Raccontare una figura femminile ti dà più libertà?
Tutti e tre i miei film sono incentrati su donne, però la ragione è inconscia. Mi piace scrivere personaggi femminili, certo, ma in futuro potrebbe cambiare: nel prossimo magari ci saranno dei protagonisti uomini. E’ una cosa che è venuta da sé, anche se poi mi è piaciuto giocarci.
Resta il carattere contraddittorio dei tuoi personaggi, che evolvono in maniera spesso del tutto imprevedibile.

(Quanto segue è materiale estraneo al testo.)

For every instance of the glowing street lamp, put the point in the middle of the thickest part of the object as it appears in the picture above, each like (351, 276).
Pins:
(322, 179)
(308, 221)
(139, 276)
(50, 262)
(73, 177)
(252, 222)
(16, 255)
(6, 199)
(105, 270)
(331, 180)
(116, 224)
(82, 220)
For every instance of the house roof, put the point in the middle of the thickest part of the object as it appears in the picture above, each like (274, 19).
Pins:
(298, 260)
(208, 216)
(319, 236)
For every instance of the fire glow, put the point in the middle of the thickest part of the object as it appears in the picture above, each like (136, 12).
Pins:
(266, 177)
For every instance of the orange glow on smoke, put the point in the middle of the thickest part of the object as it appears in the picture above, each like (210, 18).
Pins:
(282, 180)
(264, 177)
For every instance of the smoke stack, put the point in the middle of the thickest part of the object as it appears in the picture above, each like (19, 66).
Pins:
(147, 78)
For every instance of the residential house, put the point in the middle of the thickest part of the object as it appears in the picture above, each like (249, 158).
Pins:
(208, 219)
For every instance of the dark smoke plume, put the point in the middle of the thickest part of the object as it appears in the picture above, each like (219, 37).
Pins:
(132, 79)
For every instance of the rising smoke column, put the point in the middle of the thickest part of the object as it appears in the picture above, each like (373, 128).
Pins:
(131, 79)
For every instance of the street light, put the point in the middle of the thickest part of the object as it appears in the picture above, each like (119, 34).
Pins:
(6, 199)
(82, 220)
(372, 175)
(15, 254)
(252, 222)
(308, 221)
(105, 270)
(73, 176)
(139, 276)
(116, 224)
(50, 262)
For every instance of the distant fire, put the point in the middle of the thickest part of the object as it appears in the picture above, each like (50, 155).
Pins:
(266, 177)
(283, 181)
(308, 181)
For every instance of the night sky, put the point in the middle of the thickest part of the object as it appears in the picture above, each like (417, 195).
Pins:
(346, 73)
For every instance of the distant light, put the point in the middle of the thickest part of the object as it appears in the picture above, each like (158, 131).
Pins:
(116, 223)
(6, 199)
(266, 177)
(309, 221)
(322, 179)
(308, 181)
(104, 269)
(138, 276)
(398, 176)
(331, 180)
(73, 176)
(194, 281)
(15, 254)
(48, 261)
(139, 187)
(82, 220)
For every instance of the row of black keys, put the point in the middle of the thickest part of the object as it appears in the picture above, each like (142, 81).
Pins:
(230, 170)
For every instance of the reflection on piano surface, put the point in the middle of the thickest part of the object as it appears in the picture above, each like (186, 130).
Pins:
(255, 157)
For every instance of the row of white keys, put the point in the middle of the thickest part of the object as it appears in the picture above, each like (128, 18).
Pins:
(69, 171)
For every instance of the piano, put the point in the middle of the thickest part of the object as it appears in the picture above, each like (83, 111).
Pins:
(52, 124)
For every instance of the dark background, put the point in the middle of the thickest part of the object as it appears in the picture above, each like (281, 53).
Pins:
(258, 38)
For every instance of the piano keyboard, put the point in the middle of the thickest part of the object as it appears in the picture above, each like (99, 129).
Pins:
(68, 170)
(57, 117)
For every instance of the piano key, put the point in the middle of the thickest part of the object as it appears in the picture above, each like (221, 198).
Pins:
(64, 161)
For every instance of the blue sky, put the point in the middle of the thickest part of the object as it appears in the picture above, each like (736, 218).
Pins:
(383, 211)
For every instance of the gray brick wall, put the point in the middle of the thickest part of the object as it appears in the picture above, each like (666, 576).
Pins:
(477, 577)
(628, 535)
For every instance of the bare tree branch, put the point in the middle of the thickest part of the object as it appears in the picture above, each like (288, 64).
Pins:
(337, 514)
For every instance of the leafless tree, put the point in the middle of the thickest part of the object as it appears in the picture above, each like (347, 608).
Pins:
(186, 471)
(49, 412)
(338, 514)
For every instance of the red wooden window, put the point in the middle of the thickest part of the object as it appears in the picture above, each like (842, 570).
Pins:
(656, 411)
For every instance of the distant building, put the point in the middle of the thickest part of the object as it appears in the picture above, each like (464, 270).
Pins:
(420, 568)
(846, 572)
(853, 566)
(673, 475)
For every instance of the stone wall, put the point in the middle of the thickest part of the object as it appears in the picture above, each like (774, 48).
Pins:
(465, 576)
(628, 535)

Be’, sono personaggi che hanno parecchie sfaccettature. Rita, ad esempio, è una donna molto povera e molto religiosa che finisce prigioniera di una setta che la sfrutta sessualmente. Poi c’è Elisabeth, una poliziotta di destra che ha un forte senso di giustizia ma allo stesso tempo è fonte di scandalo per la comunità in cui vive… Le loro sono esperienza estremamente contraddittorie. Ma del resto, per me, nella vita, le persone più interessanti sono proprio quelle che hanno in sé questo tipo di contrasti. E’ loro che mi interessa raccontare.
E’ una scelta rischiosa.
Decisamente. Devi riuscire a mettere in luce tutte le possibili sfumature di grigio, e in modi sempre diversi. Però, da un punto di vista sia letterario che cinematografico, penso che queste crepe nei personaggi siano davvero ciò su cui vale la pena lavorare.